LONDON, SEPTEMBER 27 2012 — The process by which listeners decide what music they like – or dislike – on first hearing has become a step clearer, after a global hackathon event held jointly by EMI Music and Data Science London.
One hundred and seventy five data scientists from across the world signed up for the Music Data Science Hackathon in July, a 24-hour event hosted in London but accessible online worldwide, competing for £6,500 in cash prizes provided by EMI and EMC.
During the course of the event, more than 1,300 formulas and ideas were submitted in answer to the question: “Can you predict if a listener will love a new song?”, by analysing data from EMI’s Million Interview Dataset. The EMI Million Interview Dataset is one of the richest and largest music appreciation datasets ever made available – a massive, unique, rich, high-quality dataset compiled from global research that contains interests, attitudes, behaviours, familiarity, and appreciation of music as expressed by music fans.
The final winning models came from teams and entrants from around the world. The winners were:
- 1st Prize winner: Shanda Innovations, a collective of data scientists from China
- 2nd Prize winner: Wang Qing who is also based in China
- 3rd Prize winner: Martin O’Leary from the USA
- 1st Prize winner – London entrants: Dell Zhang
- 1st Prize winner – London entrants Data Visualisation Contest: Gregory Mead
The solutions to the task were scored using the online platform for predictive modelling competitions designed and run by Kaggle, which calculated an individual score for each entry. The most accurate solutions found that there was no single or over-riding individual measure or set of attributes which determine music preferences. Instead, it is combinations of various factors although to the surprise of many teams age and gender turned out to be distinctly weak predictors of musical taste.
A number of statistical and mathematical techniques were used among the entries. For example, a popular machine learning technique was ‘random forest’ which utilises a collection of ‘decision trees’ to aggregate predictions from a number of different statisticians working on selections of the EMI dataset. The aggregate of these decisions enables the final prediction to be determined.
The winning visualisations from Gregory Mead, CEO and co-founder of Musicmetri, included a graph plotting the relationship between how consumers feel about particular artists and the words they use to describe them. The line trends upwards – people generally use more positive words about music they like, as would be expected, but there are plenty of outlier words – for example people using more negative words to describe artists that they really like, illustrating that unexpected or negative feelings about an artist can contribute to a positive response to that artist and their music. Being different and left-field can clearly have its rewards in popularity.

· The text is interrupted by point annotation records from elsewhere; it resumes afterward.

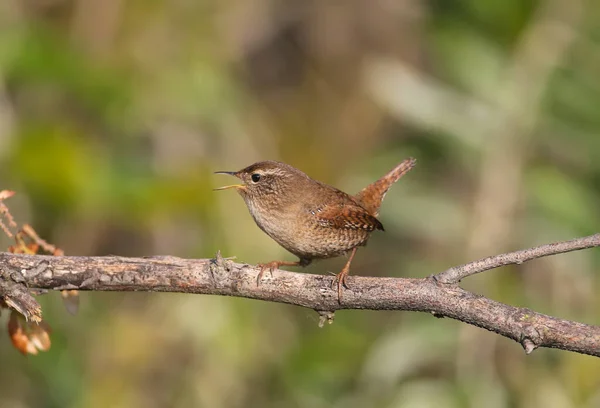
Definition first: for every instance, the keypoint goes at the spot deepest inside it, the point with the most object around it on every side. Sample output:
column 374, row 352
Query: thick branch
column 222, row 277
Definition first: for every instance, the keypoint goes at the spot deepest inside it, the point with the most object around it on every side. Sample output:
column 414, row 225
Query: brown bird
column 308, row 218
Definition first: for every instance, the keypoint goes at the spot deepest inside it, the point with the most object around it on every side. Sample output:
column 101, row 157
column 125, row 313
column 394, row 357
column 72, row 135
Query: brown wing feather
column 346, row 216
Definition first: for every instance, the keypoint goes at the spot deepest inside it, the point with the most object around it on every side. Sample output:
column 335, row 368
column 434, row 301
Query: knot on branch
column 17, row 297
column 325, row 316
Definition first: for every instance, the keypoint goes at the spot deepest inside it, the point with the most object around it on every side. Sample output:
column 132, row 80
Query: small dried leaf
column 4, row 194
column 70, row 300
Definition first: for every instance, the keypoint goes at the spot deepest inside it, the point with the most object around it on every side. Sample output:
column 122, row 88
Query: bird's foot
column 340, row 282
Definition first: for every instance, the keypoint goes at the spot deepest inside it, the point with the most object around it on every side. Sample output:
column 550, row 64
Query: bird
column 308, row 218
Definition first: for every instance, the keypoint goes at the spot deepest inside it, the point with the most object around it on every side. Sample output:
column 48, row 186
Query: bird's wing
column 345, row 216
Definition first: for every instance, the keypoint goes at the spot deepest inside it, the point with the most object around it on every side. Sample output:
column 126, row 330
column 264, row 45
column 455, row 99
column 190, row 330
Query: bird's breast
column 298, row 231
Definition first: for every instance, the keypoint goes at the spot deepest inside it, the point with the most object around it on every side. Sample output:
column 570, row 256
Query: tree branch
column 439, row 294
column 454, row 275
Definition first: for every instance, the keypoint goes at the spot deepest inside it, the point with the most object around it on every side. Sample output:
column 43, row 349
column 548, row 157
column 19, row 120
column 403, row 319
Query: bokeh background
column 114, row 114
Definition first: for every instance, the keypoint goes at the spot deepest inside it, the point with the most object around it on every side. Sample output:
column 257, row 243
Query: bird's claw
column 340, row 282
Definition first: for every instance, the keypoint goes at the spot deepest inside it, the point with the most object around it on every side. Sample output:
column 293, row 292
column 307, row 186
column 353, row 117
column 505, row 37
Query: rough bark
column 437, row 294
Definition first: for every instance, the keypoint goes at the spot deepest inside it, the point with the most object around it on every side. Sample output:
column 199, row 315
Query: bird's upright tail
column 372, row 195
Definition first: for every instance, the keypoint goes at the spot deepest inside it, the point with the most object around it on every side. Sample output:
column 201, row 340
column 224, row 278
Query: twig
column 439, row 295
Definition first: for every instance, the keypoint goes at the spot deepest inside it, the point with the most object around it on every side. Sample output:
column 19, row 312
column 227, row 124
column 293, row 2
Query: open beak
column 231, row 173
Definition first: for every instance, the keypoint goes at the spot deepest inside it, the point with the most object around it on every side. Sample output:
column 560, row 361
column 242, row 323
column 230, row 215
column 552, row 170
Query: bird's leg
column 340, row 278
column 271, row 266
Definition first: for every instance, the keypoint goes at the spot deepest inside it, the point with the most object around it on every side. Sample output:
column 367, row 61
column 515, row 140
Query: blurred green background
column 114, row 114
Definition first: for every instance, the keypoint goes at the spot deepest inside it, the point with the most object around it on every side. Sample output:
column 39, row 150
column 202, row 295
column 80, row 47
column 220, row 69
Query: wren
column 310, row 219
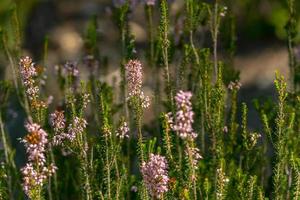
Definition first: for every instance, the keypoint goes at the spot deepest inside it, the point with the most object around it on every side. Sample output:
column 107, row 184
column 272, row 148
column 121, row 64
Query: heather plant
column 189, row 138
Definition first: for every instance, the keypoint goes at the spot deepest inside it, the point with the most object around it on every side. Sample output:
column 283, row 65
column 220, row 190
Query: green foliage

David Boyle, SVP Consumer Insight for EMI Music said: “We were really pleased with how well this first hackathon with Data Science London went, and are very appreciative of the support we received from all our partners in making this such a success. We learned a great deal and huge congratulations to the winners. We haven’t uncovered the perfect solution to predicting consumer preference for songs yet, but through this competition and the skills and expertise of the data science community we’ve together moved closer to tackling this challenge. We plan to have many more events where we can continue build a strong international community of data scientists interested in utilising and learning from EMI’s amazing dataset so that we can deliver an even better service to all our artists.”
“The results of the Music Data Science Hackathon prove the amazing power of the collective intelligence and the value of our data science community.” said Carlos Somohano, Founder of Data Science London. “The algorithms presented by the participants and the winners are absolutely awesome, worlds class. We are already planning the next hackathon which will be focused on music and emotions.”
A more in-depth technical description of the solutions submitted by the winners can be found at: http://musicdatascience.com/the-winners/.
EMC, a world leader in data science and big data solutions, provided the event’s IT infrastructure and analytical tools to the contestants, as well as operational support for the competition through its Greenplum division.
“Community, learning and collaboration are at the heart of innovation. To succeed in the new world of Big Data, companies need to invest in innovation and experiment with data-sets to mine their real, untapped value,” said Chris Roche, Regional Director for EMC Greenplum. “The insights revealed in this hackathon hint at the power and potential that Big Data holds – both for intellectual discovery and for incremental business value for organisations of every kind. EMC will continue to invest in crowd sourcing events such as this and we look forward to the innovation and knowledge-creation they will inspire.”
The EMI Million Interview Dataset has been created over the last three years, interacting with consumers in 24 countries and across 15 languages to ask them about their music listening and consumption habits. At any given moment, at least 12 people are taking part in a survey somewhere in the world for EMI.
The Music Data Science Hackathon was hosted by EMI Music and non-profit organisation Data Science London, one of the largest and most active data science communities in the world. Kaggle hosted the competition on its collaborative, real-time, online platform for predictive modelling competitions and UK consultancy Adatis sponsored the Data Visualisation Contest. The EMI Million Interview Dataset was built utilising research tools provided by Lightspeed Research and Perspective Research.